Concerning the issue of single or multiple elder leaders in a local church,
there is no scripture which absolutely confirms what the
structure of leadership in the local church
should be; i.e., there is no chapter and verse which mandates either singular or plural elder
leadership. It seems as though Christ has permitted us the
freedom here to establish the local church
structure in such a way that that particular local church can
best fulfill the Great Commission to teach and make disciples. Therefore, when pressed on this
issue, we can only discern God's intent by basing our decision upon the
practice of the New Testament Church,
which will be studied in the following paragraphs. However, we should keep in mind that
since the Bible does not mandate an answer to this question, its importance
can only be secondary, compared to, and as a means of, fulfilling the purpose of the church.
Have Multiple Elders?
Elder = Bishop = Pastor
Let's examine the three terms: elder, bishop, and pastor. The most revealing passage here is Acts 20 where Paul addresses
an assembly of elders from the various local churches
in the city of Ephesus, just before his final departure from there. In verse
17, these elders are indeed called elders, meaning "old men" or
"spiritually mature men". Then in verse 28, they are called bishops, meaning "overseers". Then, also in
verse 28, we see that they are charged to "feed" or "oversee" the
"flock". The Greek word used here for "feed" is "poimaino", meaning "to
shepherd", and the Greek word used for "flock" is "poimnion", meaning,
of course, "flock". Therefore, we can conclude that this
elder-bishop is also called a pastor, meaning "shepherd", such as in
Ephesians 4:11, since it is his duty to "shepherd the flock" by
teaching and explaining the Bible to them.

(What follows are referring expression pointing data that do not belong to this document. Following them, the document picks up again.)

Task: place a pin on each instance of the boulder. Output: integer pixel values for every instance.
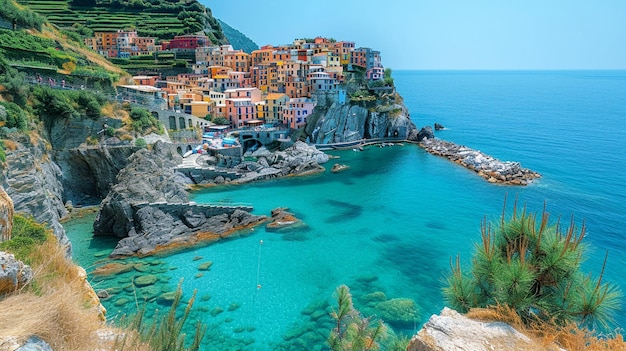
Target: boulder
(451, 331)
(14, 274)
(426, 133)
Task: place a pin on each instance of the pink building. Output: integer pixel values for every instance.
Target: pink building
(296, 112)
(239, 111)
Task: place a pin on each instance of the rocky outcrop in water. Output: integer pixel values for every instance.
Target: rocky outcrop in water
(6, 215)
(148, 177)
(14, 274)
(165, 227)
(490, 168)
(299, 159)
(33, 181)
(450, 331)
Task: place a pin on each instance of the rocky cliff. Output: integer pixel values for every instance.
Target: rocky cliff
(342, 123)
(147, 178)
(6, 216)
(33, 181)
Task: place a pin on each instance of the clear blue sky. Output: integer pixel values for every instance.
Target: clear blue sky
(448, 34)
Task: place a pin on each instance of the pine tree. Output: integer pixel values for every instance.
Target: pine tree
(534, 268)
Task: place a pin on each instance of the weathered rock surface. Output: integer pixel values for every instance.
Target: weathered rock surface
(425, 133)
(89, 173)
(488, 167)
(33, 182)
(14, 274)
(282, 219)
(450, 331)
(147, 178)
(345, 123)
(6, 215)
(166, 226)
(299, 159)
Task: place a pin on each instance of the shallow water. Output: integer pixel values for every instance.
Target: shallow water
(392, 222)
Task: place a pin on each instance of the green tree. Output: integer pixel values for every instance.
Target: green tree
(533, 267)
(352, 331)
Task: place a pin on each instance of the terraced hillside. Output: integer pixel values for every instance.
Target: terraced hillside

This is also
obvious from the very words themselves: the bishop is called an
overseer, and what he is overseeing is called a flock, and the job description of
a shepherd is to oversee his flock. This same argument
applies to 1 Peter 5:2, where elders are commanded to "be shepherds" ("poimaino")
. . . "serving as overseers" ("episkopeo"). The terms can be considered to be synonymous.
As to what are the official church "offices", the Bible again allows
much freedom. The word "office" is not explicitly found in the Bible as referring to church
officials. Instead, it is implied as a variation of the word describing the position; i.e., 1 Timothy 3:1
refers to the "office of a bishop" as "episkope", and 1 Timothy 3:10
refers to the "office of a deacon" as "diakoneo".
So, regardless of the formality of the office, we see two positions of leadership in the local church;
that of an elder-bishop-pastor, and that of a deacon.
Now, how many elder-bishop-pastors should there be in one local church?
Remember now, the scriptures don't give us an explicit
command here. However, ancient history gives us some clues
about how the first churches
were structured. We know that the size of
first century commercial cities, such as Ephesus, was very large, even
by today's standards. There had to be multiple congregations
in these cities, because there was no transit system to easily transport
people several miles across town to go to church.
Furthermore, we know that the first churches
met in homes, and not until the 4th century did church
buildings appear on the scene. Therefore, the
plurality of elders seen in passages such as 1 Corinthians 1:2 and 1
Corinthians 14:34, was on a territorial basis; i.e., a plurality of
elders per city, not necessarily per local church.
The scripture that comes closest to giving us the Biblical answer here
is 1 Timothy 3. Here, Paul is listing stringent qualifications
leaders. In verse 2, he refers to "a bishop" as
singular, where, in verse 8, he refers to "deacons" as
plural. Though this is a weak argument, it seems to be the closest we
have for deciding this issue; that each local assembly is intended to have a
single elder-bishop-pastor, and multiple deacons.
On the other hand, the strongest passage against this argument is
probably James 5:14, where those who are sick are to "call for the
elders of the church",
which sounds like a single local church had
multiple elders. This can best be explained by the context of
this letter. Of all the epistles, James was probably the
first one written, probably around 45 AD. No Pauline doctrine was
on the scene yet, and James was writing to Jewish Christians during what
was still a transitional period for them between Judaism and
Christianity. In this context, he probably used the term "the
elders" here as referring to the system of multiple elders in a Jewish
synagogue; something the Jewish Christians could better
understand. This makes sense in light of James 2:21 which
even uses the term "synagogue". As for establishing the structure
of a local church,
we should weigh much more heavily on passages such as
those in 1 Timothy (among the very latest of Paul's epistles--which
more explicitly address local churches), than on the book of James.